Now, it’s up to the state to provide additional flexibility and tools to county officials who know what their communities need and are nimble enough to shift vaccine doses or change distribution locations as necessary. While state guidelines and oversight are necessary, the state must trust local officials to take the lead in managing the delivery to most residents. Give them the tools to be resourceful and inventive.
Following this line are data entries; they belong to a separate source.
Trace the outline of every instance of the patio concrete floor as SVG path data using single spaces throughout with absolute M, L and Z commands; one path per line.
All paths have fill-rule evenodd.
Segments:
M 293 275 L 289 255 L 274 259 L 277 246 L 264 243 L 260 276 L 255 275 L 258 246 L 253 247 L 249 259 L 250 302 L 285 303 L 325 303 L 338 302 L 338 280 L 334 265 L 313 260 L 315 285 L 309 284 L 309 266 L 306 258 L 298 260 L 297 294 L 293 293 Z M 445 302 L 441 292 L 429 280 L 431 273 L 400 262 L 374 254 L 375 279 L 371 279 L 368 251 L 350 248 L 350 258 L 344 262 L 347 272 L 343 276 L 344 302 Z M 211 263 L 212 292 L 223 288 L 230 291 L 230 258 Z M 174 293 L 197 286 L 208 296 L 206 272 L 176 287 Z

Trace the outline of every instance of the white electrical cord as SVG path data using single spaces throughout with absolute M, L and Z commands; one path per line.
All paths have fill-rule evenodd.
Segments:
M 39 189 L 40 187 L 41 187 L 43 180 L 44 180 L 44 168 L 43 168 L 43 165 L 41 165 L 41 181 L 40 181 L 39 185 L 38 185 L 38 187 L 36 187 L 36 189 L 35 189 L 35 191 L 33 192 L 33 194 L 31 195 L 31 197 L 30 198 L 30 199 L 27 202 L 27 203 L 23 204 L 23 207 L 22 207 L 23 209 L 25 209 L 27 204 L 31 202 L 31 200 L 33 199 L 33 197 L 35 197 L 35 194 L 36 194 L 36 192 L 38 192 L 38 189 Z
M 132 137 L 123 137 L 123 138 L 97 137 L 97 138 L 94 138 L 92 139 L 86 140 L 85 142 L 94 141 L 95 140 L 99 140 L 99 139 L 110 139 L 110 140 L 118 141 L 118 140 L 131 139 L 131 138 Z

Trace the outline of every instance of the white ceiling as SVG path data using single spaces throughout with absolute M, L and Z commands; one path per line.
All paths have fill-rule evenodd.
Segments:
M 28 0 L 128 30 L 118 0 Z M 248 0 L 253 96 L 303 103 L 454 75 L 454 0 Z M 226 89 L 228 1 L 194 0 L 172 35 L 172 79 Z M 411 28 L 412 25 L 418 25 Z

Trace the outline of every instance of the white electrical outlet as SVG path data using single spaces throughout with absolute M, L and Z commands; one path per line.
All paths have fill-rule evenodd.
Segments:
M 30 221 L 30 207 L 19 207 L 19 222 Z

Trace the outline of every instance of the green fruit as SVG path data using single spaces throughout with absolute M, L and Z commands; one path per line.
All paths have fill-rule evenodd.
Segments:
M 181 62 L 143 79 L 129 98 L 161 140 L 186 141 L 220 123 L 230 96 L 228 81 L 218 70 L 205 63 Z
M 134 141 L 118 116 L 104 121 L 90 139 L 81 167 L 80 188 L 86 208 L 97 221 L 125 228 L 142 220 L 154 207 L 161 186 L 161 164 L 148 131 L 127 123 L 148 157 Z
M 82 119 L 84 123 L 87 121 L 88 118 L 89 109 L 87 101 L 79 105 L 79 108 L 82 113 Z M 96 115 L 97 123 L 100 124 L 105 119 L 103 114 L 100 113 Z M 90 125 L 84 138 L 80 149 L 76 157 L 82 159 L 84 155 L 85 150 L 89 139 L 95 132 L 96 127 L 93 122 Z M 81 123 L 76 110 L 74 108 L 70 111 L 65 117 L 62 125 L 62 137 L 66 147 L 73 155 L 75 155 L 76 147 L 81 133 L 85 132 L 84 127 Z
Also key to beating back the virus is Cuomo’s suggestion that hospitals make their vaccine distribution to health care workers available around the clock. County officials should encourage other distribution facilities to similarly offer a range of overnight and weekend hours, especially now that the pool of eligible individuals is widening. Right now, county officials say, the state system has limits on how many appointments per hour can be booked. Those restrictions should be lifted.
While the pool of eligible recipients is widening, it’s important to remember that we’re far from done with vaccinating the health care workers and others who find themselves in the "1a" category. According to the state, 479,000 of the 2.1 million people in that category have been vaccinated. That needs to increase exponentially, so the state’s decision to prioritize them is important. Vaccinating those who are able to vaccinate others will help when staffing increases are necessary.
As the effort ramps up, the state must begin releasing data on the vaccination program. We’re still waiting for the dashboard state officials have promised — and that’s unacceptable. Detailed data exists for each hospital and nursing home on how many staff members and residents have been vaccinated. As much of that as possible should be made public, while protecting individual privacy.
There are also reports that nursing home workers have been especially reluctant to take the vaccine. Families must know whether there are high refusal rates at their loved one’s residence. The state has an obligation to release that data and update it regularly.
There’s a long way to go. Supply issues remain critical, and none of the state or local efforts will make enough of a difference if the state continues to get only 300,000 doses per week. That’s why President-elect Joe Biden’s plan to release all vaccine doses now, including those currently being held back for the later round of second doses, makes sense, as it should help alleviate the supply strain. Still, federal officials will have to make sure the production flow continues so that everyone who gets the first dose can get the second.
More shots are coming. New York must be ready to deliver them rapidly.